Müşteri memnuniyeti üzerine bugüne kadar binlerce makale, tez ve kitap yazılmış; yazılmaya da devam edilmektedir. Her daim müşteri memnuniyetinden söz eder, müşterinin “velinimet” olduğunu ve her zaman “haklı” kabul edilmesi gerektiğini dile getiririz. Ancak meseleye bir de işletme çalışanlarının ve esnafın gözünden bakmak, onların perspektifinden değerlendirerek empati kurmak da en az bu kadar önemlidir.
Bu nedenle bir günlüğüne, arkadaşıma ait pastanede çalışmaya karar verdim. Pastaneler gece yarısından itibaren faaliyete başlar ve oldukça geç kapanır. Sabah namazının ardından pastaneye gittim. Tezgâha geçip önlüğümü giydikten ve eldivenlerimi taktıktan sonra ürünlerin fiyatlarını öğrendim: simit, açma, poğaça, börek, çikolatalı ve tahinli açma, sigara böreği, pizza, hamburger ve benzeri ürünler…
Pastane, Adana-Mersin E5 karayolu üzerindeki Tarsus girişinde yer alıyor ve sabah saatlerinde özellikle yoğunluk oldukça fazla oluyor. Çukurova Bölgesi, tarımın merkezlerinden biri olduğu için işçiler için gece saat 03.00’te ürünlerin hazırlanması gerekiyor. Bu yoğunlukta, müşterilerle sağlıklı bir iletişim kurmak; sipariş edilen ürünleri doğru şekilde kese kâğıdına koyup ardından şeffaf poşetle teslim etmek büyük dikkat istiyor.
Sabah gelen ilk müşterilerden biri, neredeyse tüm moralimi altüst etti.

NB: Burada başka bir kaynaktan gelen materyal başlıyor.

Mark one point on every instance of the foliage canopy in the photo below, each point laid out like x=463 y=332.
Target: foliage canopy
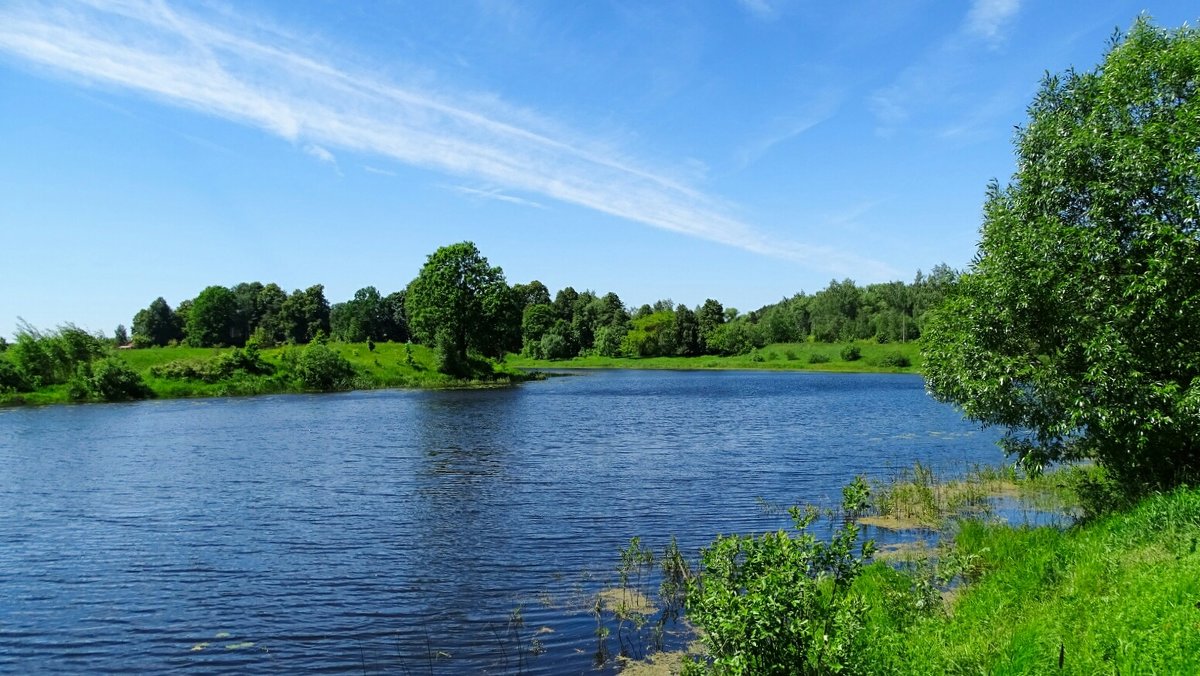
x=460 y=303
x=1075 y=327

Tezgâhın önünde oluşan yoğunluk ve E5 karayoluna yakınlık sebebiyle araç sesleri, müşterinin söylediklerini duymayı güçleştiriyordu. Müşterinin istediği peynirli poğaça yerine yanlışlıkla patatesli verdiğim için ilk azarı işittim. Bana, “Sen de acaipsin!” diyerek sert bir şekilde seslendi. Hiç sinirlenmeden, hafifçe gülümseyerek kendisinden özür diledim. Benzer şekilde, bazı müşteriler ürünlerin ismini bilmedikleri için siparişlerini parmakla işaret ederek anlatmaya çalıştı; biz de bu şekilde iletişim kurmaya çalıştık. Dört saat boyunca aralıksız ayakta çalıştıktan sonra yoğunluk azaldı. Kahvaltımızı yaptıktan sonra biraz dinlenme fırsatı buldum. Aynı şekilde öğleden sonraya kadar çalışmaya devam ettim.

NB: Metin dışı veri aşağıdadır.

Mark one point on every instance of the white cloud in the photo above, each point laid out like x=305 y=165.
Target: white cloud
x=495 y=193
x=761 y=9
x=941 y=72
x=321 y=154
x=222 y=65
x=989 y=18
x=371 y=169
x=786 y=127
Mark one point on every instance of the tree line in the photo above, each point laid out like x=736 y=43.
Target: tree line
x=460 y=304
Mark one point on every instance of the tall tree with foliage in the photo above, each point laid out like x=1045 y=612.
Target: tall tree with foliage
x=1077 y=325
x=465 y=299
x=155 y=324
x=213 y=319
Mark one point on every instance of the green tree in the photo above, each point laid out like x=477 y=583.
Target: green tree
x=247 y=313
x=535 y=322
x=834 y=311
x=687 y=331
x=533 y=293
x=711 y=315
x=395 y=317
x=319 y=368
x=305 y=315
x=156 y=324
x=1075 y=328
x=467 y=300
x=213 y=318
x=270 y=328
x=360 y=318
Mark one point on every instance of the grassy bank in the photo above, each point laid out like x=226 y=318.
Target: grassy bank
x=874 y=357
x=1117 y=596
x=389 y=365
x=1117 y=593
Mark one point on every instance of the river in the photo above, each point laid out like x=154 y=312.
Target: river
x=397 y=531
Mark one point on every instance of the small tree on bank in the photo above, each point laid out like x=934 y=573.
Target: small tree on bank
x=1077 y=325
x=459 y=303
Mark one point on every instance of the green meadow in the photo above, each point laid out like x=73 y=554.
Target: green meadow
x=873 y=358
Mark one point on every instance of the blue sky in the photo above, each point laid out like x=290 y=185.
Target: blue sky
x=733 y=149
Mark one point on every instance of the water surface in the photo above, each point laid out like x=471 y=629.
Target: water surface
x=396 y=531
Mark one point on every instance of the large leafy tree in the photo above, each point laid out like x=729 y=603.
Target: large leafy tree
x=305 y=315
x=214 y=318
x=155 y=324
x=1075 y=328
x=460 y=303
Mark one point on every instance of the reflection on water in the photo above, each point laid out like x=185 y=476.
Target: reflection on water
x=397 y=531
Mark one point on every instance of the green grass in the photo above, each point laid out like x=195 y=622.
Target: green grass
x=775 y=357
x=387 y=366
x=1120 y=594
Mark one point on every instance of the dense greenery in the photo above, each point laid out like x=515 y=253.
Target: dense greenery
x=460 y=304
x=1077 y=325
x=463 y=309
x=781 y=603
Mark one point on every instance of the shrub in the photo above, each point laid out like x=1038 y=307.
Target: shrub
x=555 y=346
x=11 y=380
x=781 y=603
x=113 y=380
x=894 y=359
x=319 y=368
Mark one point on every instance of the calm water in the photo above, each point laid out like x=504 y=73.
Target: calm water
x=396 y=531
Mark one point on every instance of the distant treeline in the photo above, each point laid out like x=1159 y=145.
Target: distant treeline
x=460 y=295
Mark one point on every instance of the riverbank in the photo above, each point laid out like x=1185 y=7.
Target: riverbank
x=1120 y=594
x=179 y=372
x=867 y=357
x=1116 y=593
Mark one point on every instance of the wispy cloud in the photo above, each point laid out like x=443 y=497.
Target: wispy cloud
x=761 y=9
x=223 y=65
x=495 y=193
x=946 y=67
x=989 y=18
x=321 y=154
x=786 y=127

Yazımın başında da belirttiğim üzere, müşteri memnuniyetine odaklanmak bir işletme için hayati öneme sahiptir. Sadık bir müşteri, işletmenin adeta dolaylı bir ortağıdır. Bu tür müşteriler, hem daha yüksek satın alma potansiyeline sahiptir hem de yeni müşteri kazanımında önemli bir rol oynarlar.
Müşteri ilişkilerinde sabırlı davranmak, sebatla hareket etmek ve müşteriyi güler yüzle karşılayıp uğurlamak, başarılı hizmet sunumunun temel taşlarıdır. Müşteriyle doğrudan temas hâlinde olan, hizmetin insani yönünü temsil eden işletme çalışanları ve esnaf ile empati kurabilmenin en etkili yollarından biri, bizzat sahada deneyim kazanmaktır. Nitekim bir günlüğüne de olsa yoğun tempolu bir pastanede çalışmak, bana yalnızca müşteri beklentilerini değil; aynı zamanda müşterilerin de işletme çalışanlarına karşı birtakım sorumluluklar taşıdığını yaşayarak öğretti.
İşletme, müşteri ve çalışan arasında uyumlu bir senkronizasyonun sağlanması, sürdürülebilir başarı ve kurumsal itibar açısından kritik bir gerekliliktir.